I'm sick of it. Some days I don't even know which one is the real me. It's a never ending cycle of who's turn it is to sit in the driver's seat. Is there even a real me anymore? Who the hell am I?

All these thoughts swirl around my head like an endless typhoon. I'm feeling disoriented and queasy, almost like a cross between a black out and an anxiety attack. I feel myself lift from my bed and disassociate from my body. I've shifted identities before,some incidents of which have been scary, but this brought on a whole new level of fear.

"Well well well. Haven't seen dad that worried since you had your appendix taken out."

"Why you? Why now?"

"We just wanted to have a chat with you."

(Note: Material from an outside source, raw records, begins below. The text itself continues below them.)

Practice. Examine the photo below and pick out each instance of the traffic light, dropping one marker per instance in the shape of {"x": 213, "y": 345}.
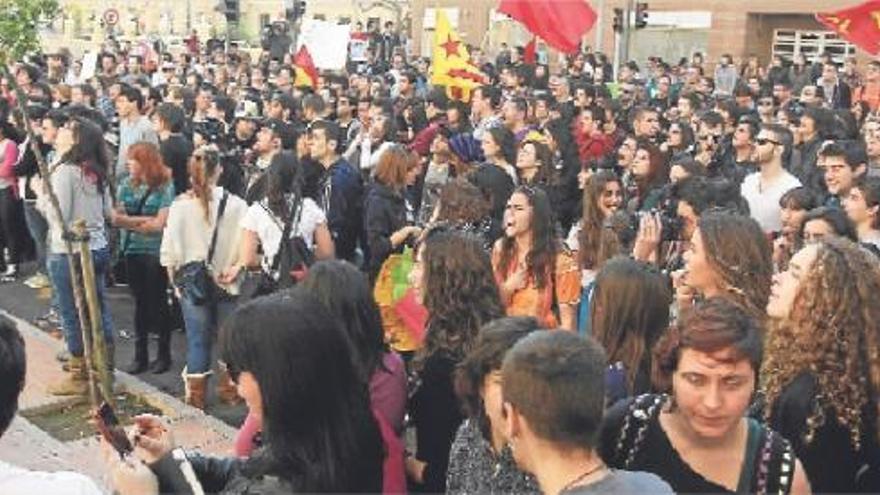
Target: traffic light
{"x": 618, "y": 20}
{"x": 232, "y": 11}
{"x": 641, "y": 15}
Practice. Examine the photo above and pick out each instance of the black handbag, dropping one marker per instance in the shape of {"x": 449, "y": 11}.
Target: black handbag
{"x": 194, "y": 279}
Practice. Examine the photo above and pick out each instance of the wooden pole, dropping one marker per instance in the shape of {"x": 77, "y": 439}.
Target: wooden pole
{"x": 89, "y": 287}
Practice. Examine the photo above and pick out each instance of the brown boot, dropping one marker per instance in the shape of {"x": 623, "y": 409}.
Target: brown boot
{"x": 76, "y": 382}
{"x": 226, "y": 389}
{"x": 194, "y": 386}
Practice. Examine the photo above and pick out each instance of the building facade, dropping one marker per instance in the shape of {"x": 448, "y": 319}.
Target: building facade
{"x": 676, "y": 28}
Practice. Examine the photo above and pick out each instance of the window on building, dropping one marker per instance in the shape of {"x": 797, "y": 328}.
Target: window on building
{"x": 788, "y": 42}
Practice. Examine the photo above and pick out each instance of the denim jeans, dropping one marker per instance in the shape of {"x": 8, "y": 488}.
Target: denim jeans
{"x": 59, "y": 273}
{"x": 39, "y": 230}
{"x": 201, "y": 324}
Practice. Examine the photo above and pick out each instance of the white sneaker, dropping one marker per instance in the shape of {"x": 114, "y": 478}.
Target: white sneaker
{"x": 38, "y": 281}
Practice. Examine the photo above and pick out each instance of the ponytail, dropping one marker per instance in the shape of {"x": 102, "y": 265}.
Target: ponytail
{"x": 202, "y": 167}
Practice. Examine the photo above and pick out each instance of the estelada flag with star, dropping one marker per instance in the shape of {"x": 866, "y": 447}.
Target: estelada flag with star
{"x": 451, "y": 62}
{"x": 306, "y": 72}
{"x": 860, "y": 25}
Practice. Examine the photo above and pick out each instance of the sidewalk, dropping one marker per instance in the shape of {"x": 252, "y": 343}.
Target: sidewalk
{"x": 27, "y": 446}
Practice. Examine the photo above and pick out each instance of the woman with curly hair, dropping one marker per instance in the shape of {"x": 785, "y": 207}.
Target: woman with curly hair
{"x": 452, "y": 276}
{"x": 730, "y": 257}
{"x": 534, "y": 270}
{"x": 603, "y": 195}
{"x": 143, "y": 199}
{"x": 697, "y": 435}
{"x": 822, "y": 370}
{"x": 464, "y": 206}
{"x": 650, "y": 172}
{"x": 629, "y": 311}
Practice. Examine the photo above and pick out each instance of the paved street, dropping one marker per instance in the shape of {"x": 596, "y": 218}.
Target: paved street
{"x": 28, "y": 446}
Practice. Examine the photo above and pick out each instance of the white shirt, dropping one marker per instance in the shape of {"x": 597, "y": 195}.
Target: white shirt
{"x": 764, "y": 199}
{"x": 268, "y": 227}
{"x": 18, "y": 481}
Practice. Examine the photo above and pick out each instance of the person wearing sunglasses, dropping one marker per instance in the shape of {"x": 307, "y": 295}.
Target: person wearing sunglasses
{"x": 764, "y": 188}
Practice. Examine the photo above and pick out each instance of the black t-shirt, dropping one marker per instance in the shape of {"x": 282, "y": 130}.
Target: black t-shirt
{"x": 831, "y": 460}
{"x": 633, "y": 439}
{"x": 176, "y": 151}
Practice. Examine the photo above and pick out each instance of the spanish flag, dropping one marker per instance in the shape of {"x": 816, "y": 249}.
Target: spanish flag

Wait that's not Remy. That's Flynn.

"Damn right it was. Linda's here too."

"Hey Linda how's the kids--- wait why am i hearing more than one of you guys at once. How is this even possible."

"Well, I've kinda gathered them all here for a meeting, if that's alright with you.

"I mean sure, not like i have anything better to do."

"Great. Now, we all fear that you may not like us, which we can completely understand. Hell, sometimes we have brawls in here without you knowing. But we feel neglected by you. It's not fair that we have to fight in order to get a chance to have the spotlight. We're people too, you know, noy caged animals. Even though you may not be a singular, "whole" you, we are you too. We make you whole. Yes, even Remy, unfortunately."

"Hey, ouch man.", squeaks Remy. Everyone laughs.

"I guess i have been a little unfair to you guys, but it's just so hard to function normally when you don't even know what your version of normal is"

"And who told you that being normal was such a necessary thing?"

She has a point. And I have been selfish lately. I just don't want to lose control and lose myself as well.

"Okay. we'll make a schedule. And when you want to shift and take the wheel, ask permission first. That goes for everyone, not just Remy."

And with that, I return back to consciousness.

I see the sun peaking over the horizon. Was I really out for that long?

The smell of sizzling bacon and aromatic pancakes fill the air and empty my mind. I make my way to the kitchen to see a grinning dad, proud of his masterful creation.

"Mornin', kiddo. Care to join me?"

"Sure, if you don't mind eating with Remy this morning."